I love your idea, Joe. Now, pulling that off, having an image of the Bronx County Courthouse covering up the pipes, that's another matter.

At the moment, unless one of the backdrop outfits makes such an image, or unless the hobbyist has the artistic skill to paint such an image, it's hard for me to believe it can be done.

I very much doubt that I have the artistic or modeling skills to do it, and I don't have deep pockets to pay someone what they deserve to receive, to do it.

But, you never know. I might take a stab at it down the road (tracks).

Arnold, this is what I would do - https://ogrforum.ogaugerr.com/...oject-factory-bridge





The PVC pipe crossing the tracks is covered in a factory bridge, which connects a building flat against the wall to a second story add on of the building behind the loading dock on the other side.

Geez, Strap Hanger, I love your idea too, and I think your idea might be easier for such a mediocre modeler like me to pull off.

@Mallard4468 posted:

Many good ideas above, and some very entertaining ones.  My 2 cents...

Although future work due to leaks is unlikely with properly-installed PVC, remember to account for that possibility with whatever you choose to do.  Personally, I like to leave my plumbing visible so that problems can be caught sooner rather than later.

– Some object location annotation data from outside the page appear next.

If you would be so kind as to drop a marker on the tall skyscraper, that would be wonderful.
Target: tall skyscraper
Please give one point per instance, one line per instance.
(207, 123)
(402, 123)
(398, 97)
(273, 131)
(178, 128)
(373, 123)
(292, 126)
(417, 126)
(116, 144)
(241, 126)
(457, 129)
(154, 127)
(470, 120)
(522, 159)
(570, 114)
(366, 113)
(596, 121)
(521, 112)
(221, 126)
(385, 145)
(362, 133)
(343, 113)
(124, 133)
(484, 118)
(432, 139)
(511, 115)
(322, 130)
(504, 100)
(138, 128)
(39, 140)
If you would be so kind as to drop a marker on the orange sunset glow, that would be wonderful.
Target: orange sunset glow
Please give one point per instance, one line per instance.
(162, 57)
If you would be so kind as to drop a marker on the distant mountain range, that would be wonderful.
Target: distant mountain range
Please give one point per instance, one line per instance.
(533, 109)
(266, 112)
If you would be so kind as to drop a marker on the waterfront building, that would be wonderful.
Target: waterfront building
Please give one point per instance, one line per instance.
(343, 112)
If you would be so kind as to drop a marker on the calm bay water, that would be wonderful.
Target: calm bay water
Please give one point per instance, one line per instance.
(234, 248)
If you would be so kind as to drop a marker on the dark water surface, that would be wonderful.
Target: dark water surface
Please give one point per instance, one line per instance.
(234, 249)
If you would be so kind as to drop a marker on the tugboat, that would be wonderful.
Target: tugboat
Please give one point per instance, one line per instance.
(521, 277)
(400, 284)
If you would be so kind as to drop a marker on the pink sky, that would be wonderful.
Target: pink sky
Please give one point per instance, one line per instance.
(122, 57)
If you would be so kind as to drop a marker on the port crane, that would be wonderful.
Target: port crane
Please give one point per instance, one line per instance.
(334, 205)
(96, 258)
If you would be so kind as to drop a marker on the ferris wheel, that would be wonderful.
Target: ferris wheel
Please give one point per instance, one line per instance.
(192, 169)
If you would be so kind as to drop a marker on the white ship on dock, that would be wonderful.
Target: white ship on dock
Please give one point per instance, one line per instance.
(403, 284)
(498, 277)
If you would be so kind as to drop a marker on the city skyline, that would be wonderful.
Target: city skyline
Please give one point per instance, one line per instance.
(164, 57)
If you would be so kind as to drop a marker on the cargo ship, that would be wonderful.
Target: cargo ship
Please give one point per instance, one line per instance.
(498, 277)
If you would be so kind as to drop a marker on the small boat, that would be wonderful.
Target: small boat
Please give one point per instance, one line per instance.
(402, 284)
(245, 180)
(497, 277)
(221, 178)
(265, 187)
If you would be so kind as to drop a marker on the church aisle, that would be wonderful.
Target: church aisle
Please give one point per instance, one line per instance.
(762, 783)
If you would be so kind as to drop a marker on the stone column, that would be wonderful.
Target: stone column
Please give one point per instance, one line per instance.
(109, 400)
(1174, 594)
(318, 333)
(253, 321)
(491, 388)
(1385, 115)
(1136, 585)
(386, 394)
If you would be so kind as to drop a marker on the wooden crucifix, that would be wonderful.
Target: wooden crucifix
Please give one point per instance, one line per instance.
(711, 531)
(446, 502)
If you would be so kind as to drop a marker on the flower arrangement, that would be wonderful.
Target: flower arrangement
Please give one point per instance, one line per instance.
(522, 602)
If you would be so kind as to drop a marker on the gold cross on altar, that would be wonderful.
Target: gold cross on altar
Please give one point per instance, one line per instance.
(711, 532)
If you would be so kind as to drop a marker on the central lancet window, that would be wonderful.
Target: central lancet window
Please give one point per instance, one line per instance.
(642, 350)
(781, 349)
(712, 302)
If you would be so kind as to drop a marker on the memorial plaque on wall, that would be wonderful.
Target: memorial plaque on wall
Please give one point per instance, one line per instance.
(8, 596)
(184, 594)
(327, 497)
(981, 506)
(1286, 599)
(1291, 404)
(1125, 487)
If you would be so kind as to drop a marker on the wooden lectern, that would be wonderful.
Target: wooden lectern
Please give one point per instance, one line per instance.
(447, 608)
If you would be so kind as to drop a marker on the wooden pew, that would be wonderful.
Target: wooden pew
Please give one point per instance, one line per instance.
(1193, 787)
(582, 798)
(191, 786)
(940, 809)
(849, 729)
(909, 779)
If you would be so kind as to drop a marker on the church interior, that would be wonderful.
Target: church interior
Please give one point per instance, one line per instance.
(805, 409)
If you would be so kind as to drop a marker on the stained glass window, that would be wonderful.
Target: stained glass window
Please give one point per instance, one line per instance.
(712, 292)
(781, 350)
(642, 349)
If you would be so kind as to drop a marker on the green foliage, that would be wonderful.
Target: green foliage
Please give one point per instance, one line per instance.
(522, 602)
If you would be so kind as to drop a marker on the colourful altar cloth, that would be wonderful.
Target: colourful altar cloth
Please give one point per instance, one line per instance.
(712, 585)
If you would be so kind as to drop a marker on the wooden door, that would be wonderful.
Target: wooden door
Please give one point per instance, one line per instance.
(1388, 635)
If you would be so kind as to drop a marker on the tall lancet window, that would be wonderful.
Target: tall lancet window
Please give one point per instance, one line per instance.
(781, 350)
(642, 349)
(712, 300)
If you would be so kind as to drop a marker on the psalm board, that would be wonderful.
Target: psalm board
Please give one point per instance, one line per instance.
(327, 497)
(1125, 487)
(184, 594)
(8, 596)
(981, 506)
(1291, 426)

It's likely that almost anything you do will look like an afterthought (which it is!) - why not just leave it alone?  After awhile, it will become invisible to you.  And if a visitor points it out, just say "this is what happens when you build a layout in a basement".  And if they're critical, show them the door.

That's a great attitude to have, Mallard4468

In fact, I did just what you say regarding other pipes (hot water baseboard pipes) in front of the same train table where my Polo Grounds is currently located:

IMG_0835

I simply park oil tankers on the siding, so the pipes kinda work in the industrial scene with the oil tankers.